As a CD8 vaccine, HIV Conserv could also work as a therapeutic vaccine in people with HIV, possibly as part of a cure or HIV-remission study. It could help to supress the last remnants of HIV in cells after the majority of the HIV-infected cells had been purged by immune-stimulating drugs and antiretroviral therapy (see this report).

A team based in Barcelona will be looking at the use of the CM Conserv regimen in people who started HIV therapy in the first six months after infection, to see if they might be able to stay virally undetectable when their ART is discontinued. So far 24 people have received the chimp adenovirus and, of these, eight have received the MVA virus too.
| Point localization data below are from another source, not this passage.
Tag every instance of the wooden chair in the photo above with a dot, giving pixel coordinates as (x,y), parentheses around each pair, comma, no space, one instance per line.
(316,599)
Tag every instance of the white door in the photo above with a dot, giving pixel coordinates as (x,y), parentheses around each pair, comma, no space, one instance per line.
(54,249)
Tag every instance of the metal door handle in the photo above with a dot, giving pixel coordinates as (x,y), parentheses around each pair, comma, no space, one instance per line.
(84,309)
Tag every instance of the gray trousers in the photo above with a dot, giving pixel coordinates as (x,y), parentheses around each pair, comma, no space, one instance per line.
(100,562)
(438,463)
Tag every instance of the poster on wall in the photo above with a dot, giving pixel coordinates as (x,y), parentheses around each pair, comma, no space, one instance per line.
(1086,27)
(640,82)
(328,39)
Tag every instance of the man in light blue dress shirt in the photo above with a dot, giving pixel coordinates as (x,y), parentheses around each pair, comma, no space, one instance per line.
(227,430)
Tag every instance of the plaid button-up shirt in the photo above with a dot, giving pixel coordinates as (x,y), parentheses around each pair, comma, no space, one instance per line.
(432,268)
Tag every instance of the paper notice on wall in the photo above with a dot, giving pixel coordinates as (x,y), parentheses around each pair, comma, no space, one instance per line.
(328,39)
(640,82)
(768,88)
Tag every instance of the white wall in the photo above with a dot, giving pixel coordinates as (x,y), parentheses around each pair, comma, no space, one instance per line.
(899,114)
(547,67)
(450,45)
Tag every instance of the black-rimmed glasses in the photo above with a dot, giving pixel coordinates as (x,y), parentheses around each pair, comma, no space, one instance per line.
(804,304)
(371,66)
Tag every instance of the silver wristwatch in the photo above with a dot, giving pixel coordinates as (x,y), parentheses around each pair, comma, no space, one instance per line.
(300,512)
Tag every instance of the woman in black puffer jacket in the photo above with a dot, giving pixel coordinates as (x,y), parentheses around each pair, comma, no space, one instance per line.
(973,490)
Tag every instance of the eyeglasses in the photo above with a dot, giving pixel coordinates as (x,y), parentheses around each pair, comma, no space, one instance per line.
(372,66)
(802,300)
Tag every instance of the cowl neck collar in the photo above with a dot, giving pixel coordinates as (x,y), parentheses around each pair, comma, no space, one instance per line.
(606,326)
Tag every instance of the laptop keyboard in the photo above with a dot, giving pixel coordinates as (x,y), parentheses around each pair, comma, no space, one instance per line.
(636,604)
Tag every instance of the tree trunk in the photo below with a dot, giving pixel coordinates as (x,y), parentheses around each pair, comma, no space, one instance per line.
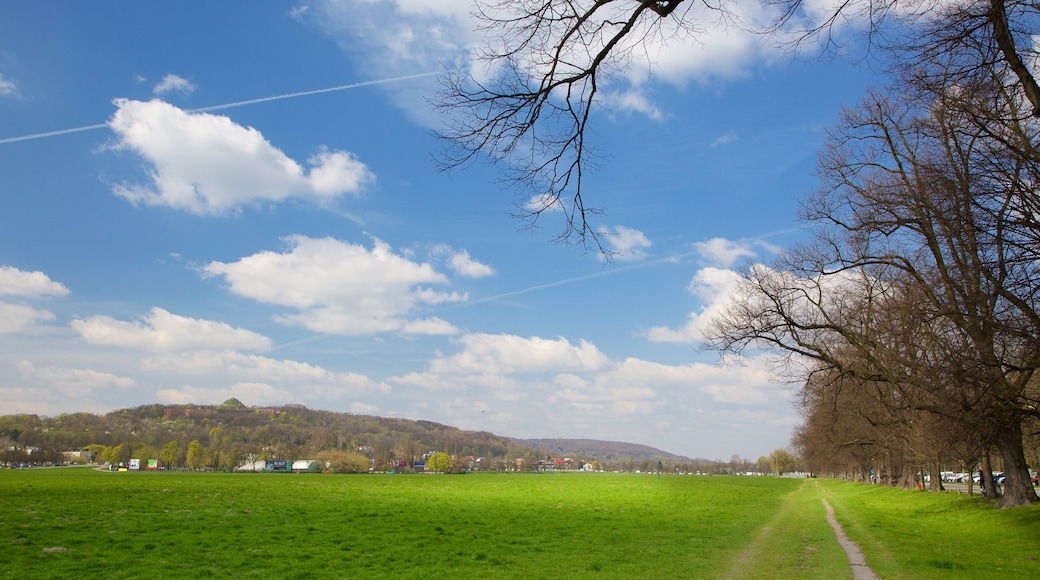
(1017,484)
(986,479)
(935,482)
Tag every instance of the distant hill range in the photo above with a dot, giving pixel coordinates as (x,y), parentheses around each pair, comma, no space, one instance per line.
(608,450)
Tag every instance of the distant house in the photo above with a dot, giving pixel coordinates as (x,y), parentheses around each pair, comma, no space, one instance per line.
(301,466)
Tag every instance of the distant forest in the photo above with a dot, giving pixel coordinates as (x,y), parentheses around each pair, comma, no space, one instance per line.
(227,436)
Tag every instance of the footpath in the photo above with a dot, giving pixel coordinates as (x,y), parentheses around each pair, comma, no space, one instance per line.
(859,569)
(794,544)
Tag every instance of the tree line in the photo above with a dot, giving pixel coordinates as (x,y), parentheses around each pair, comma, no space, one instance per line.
(228,436)
(910,317)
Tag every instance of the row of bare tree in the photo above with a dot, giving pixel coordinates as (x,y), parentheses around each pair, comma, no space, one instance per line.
(912,316)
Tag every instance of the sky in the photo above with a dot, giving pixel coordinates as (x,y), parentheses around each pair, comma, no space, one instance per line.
(202,201)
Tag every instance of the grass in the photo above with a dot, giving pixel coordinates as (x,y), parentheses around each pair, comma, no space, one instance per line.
(87,524)
(913,534)
(279,526)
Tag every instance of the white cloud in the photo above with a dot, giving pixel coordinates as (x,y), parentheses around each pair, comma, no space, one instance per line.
(162,332)
(485,353)
(7,87)
(249,393)
(724,139)
(304,379)
(18,317)
(174,83)
(464,265)
(631,101)
(30,285)
(340,288)
(207,164)
(72,379)
(715,287)
(626,244)
(510,383)
(724,253)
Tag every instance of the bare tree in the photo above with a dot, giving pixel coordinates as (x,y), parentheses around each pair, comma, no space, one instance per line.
(529,103)
(924,266)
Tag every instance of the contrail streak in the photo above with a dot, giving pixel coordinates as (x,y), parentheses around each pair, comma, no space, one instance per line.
(225,106)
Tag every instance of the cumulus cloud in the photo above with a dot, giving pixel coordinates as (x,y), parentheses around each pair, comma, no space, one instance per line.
(207,164)
(71,378)
(724,253)
(7,86)
(256,393)
(21,284)
(29,285)
(625,244)
(18,317)
(576,379)
(163,332)
(462,263)
(174,83)
(340,288)
(305,380)
(715,288)
(724,139)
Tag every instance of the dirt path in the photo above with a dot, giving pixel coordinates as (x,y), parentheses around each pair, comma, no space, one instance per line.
(859,569)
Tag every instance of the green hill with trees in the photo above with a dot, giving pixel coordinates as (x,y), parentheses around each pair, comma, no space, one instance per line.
(229,435)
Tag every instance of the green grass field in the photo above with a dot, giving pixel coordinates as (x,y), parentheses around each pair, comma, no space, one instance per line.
(65,523)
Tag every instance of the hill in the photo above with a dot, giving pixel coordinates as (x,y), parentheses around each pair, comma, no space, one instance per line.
(602,450)
(226,436)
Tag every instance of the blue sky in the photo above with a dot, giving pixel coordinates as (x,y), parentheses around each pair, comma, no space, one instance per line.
(186,215)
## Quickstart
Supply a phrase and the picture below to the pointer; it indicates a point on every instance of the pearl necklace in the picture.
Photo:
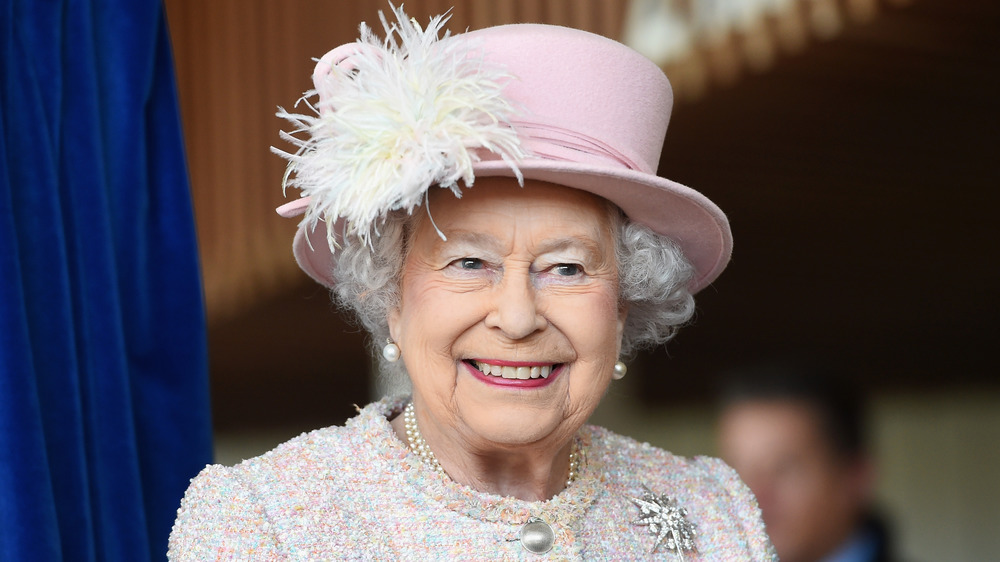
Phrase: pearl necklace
(419, 446)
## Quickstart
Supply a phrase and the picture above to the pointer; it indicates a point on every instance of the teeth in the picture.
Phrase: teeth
(507, 372)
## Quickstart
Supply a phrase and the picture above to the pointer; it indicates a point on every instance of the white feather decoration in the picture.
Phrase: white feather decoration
(406, 113)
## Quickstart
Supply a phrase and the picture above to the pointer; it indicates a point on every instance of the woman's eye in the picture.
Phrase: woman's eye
(470, 263)
(567, 269)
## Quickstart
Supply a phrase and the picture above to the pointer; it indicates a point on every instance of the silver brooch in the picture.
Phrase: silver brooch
(667, 520)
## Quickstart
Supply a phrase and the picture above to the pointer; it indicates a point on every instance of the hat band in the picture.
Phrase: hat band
(550, 142)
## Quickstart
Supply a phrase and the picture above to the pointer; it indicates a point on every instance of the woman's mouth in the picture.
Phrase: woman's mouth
(515, 371)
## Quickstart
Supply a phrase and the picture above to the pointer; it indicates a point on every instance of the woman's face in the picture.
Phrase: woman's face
(524, 288)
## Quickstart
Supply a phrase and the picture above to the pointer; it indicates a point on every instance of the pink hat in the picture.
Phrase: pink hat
(591, 114)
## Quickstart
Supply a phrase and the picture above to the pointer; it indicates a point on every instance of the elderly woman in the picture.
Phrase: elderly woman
(507, 304)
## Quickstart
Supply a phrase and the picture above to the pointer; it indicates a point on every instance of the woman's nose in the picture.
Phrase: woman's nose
(515, 307)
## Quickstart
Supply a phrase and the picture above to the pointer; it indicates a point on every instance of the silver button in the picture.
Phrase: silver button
(536, 536)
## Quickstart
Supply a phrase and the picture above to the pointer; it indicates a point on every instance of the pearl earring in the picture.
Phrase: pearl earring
(620, 370)
(390, 351)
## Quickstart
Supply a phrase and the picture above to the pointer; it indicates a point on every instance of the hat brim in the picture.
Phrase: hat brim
(671, 209)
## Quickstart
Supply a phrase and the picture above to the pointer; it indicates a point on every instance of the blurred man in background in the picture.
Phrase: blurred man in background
(798, 440)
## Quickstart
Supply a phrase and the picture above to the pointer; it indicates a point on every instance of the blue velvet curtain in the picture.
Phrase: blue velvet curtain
(103, 372)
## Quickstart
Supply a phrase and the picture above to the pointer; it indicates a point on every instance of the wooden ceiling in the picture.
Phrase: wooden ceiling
(861, 181)
(860, 176)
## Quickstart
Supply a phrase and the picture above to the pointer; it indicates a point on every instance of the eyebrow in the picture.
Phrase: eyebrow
(491, 243)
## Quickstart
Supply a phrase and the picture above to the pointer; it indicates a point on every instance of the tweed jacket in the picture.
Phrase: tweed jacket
(357, 493)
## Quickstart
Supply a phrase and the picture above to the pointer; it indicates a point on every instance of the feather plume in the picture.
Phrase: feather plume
(395, 117)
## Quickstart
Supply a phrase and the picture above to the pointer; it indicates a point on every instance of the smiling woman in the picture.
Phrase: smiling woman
(507, 306)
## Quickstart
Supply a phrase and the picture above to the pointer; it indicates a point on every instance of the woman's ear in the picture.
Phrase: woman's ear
(393, 321)
(622, 317)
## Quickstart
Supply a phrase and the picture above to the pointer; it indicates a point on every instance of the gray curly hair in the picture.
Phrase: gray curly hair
(653, 280)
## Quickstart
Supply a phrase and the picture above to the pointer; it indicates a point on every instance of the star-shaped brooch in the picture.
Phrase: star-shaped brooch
(667, 520)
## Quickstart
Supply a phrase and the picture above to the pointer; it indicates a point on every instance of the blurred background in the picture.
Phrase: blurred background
(852, 143)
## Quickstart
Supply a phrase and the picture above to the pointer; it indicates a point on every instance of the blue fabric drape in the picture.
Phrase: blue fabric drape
(103, 372)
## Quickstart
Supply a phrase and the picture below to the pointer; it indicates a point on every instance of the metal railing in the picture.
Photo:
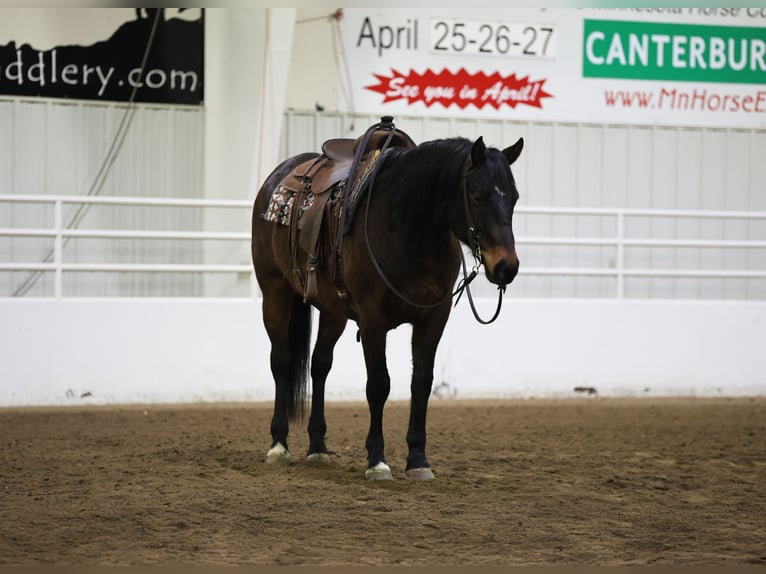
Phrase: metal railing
(58, 233)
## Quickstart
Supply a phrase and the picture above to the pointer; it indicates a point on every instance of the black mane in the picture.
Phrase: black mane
(418, 182)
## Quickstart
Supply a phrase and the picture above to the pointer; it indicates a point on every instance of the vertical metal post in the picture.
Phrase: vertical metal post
(58, 249)
(620, 254)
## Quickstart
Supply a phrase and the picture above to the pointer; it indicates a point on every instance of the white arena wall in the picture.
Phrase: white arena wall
(90, 351)
(643, 247)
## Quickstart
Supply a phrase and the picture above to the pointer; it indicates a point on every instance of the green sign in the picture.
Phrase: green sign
(676, 52)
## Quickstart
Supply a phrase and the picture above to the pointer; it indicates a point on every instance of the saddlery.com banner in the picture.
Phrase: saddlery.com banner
(97, 54)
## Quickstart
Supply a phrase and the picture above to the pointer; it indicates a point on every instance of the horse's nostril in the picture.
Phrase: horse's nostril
(504, 272)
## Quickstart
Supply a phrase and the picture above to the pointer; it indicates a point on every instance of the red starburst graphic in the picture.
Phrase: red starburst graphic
(460, 88)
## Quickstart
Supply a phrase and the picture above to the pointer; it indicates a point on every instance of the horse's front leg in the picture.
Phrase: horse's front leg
(378, 388)
(331, 327)
(425, 340)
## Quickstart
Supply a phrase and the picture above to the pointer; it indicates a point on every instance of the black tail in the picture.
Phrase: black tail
(299, 337)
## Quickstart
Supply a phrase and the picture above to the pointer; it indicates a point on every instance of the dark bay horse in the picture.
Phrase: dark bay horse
(399, 260)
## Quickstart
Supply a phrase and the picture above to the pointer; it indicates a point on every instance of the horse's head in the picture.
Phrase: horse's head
(489, 198)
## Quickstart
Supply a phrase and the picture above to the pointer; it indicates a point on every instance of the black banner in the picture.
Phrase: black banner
(111, 69)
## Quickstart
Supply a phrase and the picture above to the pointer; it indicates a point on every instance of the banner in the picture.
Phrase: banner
(109, 66)
(671, 66)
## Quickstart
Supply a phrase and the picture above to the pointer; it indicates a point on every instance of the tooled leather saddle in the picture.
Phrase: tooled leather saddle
(329, 178)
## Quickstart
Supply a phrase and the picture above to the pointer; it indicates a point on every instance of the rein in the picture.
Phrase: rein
(473, 240)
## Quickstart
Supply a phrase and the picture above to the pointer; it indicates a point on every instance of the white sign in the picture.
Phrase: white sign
(671, 66)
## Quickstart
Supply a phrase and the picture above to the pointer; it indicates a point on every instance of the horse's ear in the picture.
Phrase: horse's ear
(512, 153)
(477, 151)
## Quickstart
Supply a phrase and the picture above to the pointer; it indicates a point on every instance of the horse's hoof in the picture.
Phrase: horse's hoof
(319, 458)
(421, 473)
(278, 455)
(380, 471)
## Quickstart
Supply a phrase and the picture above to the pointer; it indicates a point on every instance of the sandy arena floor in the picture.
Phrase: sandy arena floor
(581, 481)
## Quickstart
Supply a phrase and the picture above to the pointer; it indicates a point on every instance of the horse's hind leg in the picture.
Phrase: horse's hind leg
(288, 323)
(331, 327)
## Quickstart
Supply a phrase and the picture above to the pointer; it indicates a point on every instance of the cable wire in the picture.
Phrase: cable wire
(104, 169)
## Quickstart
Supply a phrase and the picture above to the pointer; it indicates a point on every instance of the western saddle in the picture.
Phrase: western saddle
(337, 168)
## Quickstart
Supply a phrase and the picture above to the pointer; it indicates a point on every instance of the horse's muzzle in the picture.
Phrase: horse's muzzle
(504, 271)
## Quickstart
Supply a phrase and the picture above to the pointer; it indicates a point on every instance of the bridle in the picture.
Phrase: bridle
(473, 243)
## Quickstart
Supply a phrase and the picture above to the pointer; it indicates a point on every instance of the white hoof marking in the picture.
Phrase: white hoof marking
(380, 471)
(319, 457)
(421, 474)
(278, 455)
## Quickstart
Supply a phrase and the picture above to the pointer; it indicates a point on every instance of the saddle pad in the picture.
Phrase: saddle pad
(280, 206)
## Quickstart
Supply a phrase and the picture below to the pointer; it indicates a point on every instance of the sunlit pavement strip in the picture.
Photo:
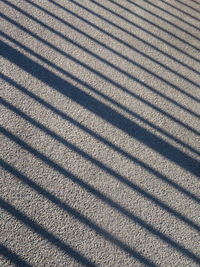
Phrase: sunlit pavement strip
(100, 132)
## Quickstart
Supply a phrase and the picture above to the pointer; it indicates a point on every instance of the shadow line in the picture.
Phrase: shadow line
(84, 220)
(105, 61)
(132, 34)
(101, 110)
(132, 94)
(136, 115)
(13, 257)
(102, 139)
(125, 57)
(182, 11)
(144, 19)
(182, 3)
(156, 15)
(100, 165)
(166, 11)
(103, 198)
(129, 33)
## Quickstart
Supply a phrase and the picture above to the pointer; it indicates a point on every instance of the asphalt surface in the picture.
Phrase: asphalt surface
(100, 131)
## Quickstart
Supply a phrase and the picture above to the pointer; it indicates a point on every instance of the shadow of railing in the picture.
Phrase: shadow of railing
(133, 35)
(100, 165)
(109, 80)
(101, 110)
(98, 195)
(139, 38)
(40, 230)
(122, 56)
(107, 62)
(165, 11)
(195, 2)
(144, 19)
(13, 257)
(184, 4)
(157, 16)
(115, 119)
(180, 10)
(98, 137)
(77, 215)
(137, 116)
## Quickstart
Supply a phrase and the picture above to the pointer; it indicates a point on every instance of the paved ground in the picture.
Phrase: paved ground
(100, 133)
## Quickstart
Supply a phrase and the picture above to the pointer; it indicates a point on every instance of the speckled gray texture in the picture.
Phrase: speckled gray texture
(100, 133)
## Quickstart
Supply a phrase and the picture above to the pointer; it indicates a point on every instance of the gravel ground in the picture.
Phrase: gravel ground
(100, 133)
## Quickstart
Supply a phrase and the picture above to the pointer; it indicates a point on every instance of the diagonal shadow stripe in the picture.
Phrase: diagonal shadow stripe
(100, 165)
(106, 61)
(101, 139)
(45, 234)
(125, 57)
(146, 20)
(165, 11)
(132, 94)
(101, 110)
(103, 95)
(182, 3)
(153, 14)
(13, 257)
(129, 33)
(180, 10)
(102, 197)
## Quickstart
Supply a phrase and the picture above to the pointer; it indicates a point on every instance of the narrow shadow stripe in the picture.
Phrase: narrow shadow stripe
(13, 257)
(103, 111)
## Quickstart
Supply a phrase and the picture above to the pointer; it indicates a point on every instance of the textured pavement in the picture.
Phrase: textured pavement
(100, 131)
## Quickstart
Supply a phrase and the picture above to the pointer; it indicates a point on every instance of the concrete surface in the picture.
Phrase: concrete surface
(100, 133)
We will have data on the immunogenicity of this regimen by summer 2014. This and similar research, including the CMV vaccine too, hold out the promise that a cure for HIV and something that prevents it may look very similar; certainly, cure and vaccine research are starting to move together into a useful synergy.


Krebs SJ et al. Comparative Analysis of Binding Antibody Responses Elicited by a Cross-Section of Human HIV-1 Vaccine Clinical Trials. Thirteenth AIDS Vaccine Conference, Barcelona, abstract OA03.03, 2013.

Williams WB et al. Antibody Repertoire Induced by the Multiclade (Env A,B,C) HIV-1 DNA Prime, rAd5 Boost VRC Vaccine. Thirteenth AIDS Vaccine Conference, Barcelona, abstract OA03.04, 2013.

O’Connell R (presenter Robb M) Looking Back to Move Forward: Understanding ALVAC/AIDSVAX Immune Responses. PL04.03, 2013.

Bakari M The HIVIS and TaMoVac Studies, a North-South Collaboration. Thirteenth AIDS Vaccine Conference, Barcelona, plenary PL04.02, 2013.

Hill A HIV Vaccine Development: A View from the Outside. Thirteenth AIDS Vaccine Conference, Barcelona, plenary PL03.03, 2013.

Hayes P, presenter Hanke C The First Clinical Evaluation of Conserve-Region Vaccines in Humans. Thirteenth AIDS Vaccine Conference, Barcelona, plenary 04.01, 2013.